Participant contribution
Out of Flatland: 3D transport barriers in oceanography
- Author: A. D. Kirwan, Jr., University of Delaware.
- Names of other authors: Mohamed H. Mahmoud Sulman, Helga S. Huntley, B. L. Lipphardt, Jr.
- Oral or poster: oral.
- Downloadable presentation/poster: click here.
- Abstract:
Mezic and Wiggins first illustrated how 3D flows can be attacked using dynamical systems theory (J. Nonlinear Sci., 1994). Later Haller (Chaos, 2000) and Haller and Yuan (Physica D, 2000) developed the theory for identifying transport barriers using finite time Lyapunov exponents (FTLE). See also Mendoza and Mancho (Phys. Rev. Lett., 2010) for an alternative approach. Until very recently applications of this methodology in oceanography have been restricted to analyses along a few selected surfaces.
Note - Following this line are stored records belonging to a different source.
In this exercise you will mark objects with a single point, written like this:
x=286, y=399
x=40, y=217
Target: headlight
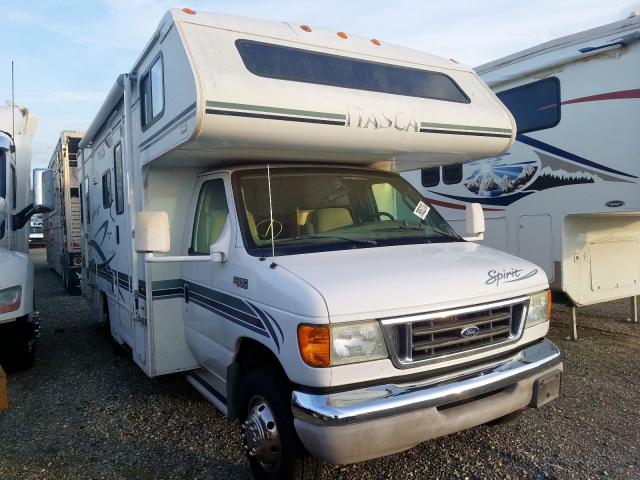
x=339, y=344
x=539, y=308
x=10, y=299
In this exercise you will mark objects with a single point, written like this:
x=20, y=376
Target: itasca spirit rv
x=244, y=223
x=566, y=196
x=19, y=324
x=62, y=225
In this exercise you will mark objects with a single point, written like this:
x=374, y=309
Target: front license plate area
x=546, y=389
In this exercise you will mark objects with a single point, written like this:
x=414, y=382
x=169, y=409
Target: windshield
x=318, y=209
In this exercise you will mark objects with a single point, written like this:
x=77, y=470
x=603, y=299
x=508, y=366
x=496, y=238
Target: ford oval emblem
x=471, y=331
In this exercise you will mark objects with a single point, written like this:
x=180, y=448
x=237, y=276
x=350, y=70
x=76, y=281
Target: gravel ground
x=83, y=413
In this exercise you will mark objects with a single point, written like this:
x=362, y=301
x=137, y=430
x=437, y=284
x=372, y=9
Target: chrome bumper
x=371, y=403
x=371, y=422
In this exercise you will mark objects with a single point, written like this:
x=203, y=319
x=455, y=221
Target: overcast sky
x=68, y=53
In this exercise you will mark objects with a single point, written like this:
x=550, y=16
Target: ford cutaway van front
x=408, y=331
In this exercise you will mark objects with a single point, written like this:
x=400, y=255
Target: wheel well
x=251, y=354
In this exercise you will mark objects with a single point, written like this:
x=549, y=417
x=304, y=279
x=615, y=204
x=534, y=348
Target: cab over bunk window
x=211, y=215
x=298, y=65
x=535, y=106
x=430, y=176
x=106, y=189
x=452, y=174
x=117, y=170
x=152, y=93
In rotating stratified geophysical scale fluids these barriers are 2D surfaces embedded within a finite fluid volume so the intersections of these surfaces with a few level surfaces clearly are inadequate descriptors of the true barriers. The only study that reports on the 2D structure of transport barriers in oceanography that we are aware of is Branicki and Kirwan (Int. J. Engr. Sci., 2010). In their investigation of a large anticyclonic ring in the Gulf of Mexico they reported that the 2D barriers were nearly vertical and that there was entrainment into the ring near its base and detrainment near the surface. However, for technical reasons peculiar to most data assimilating ocean and atmosphere general circulation models they elected not to use the vertical velocity in that analysis. Thus the question addressed in this talk: how representative of true 2D transport barriers are reduced FTLE representations? Specifically we discuss two strategies for identifying these barriers from reduced representations of the Cauchy Green tensor. Our analysis indicates that under typical oceanographic conditions it is important to account for the vertical shear of the horizontal currents in constructing a reduced representation of this tensor. We apply this approach to a high-resolution data assimilating general circulation model to report on the vertical structure of 2D barriers in the Gulf of Mexico.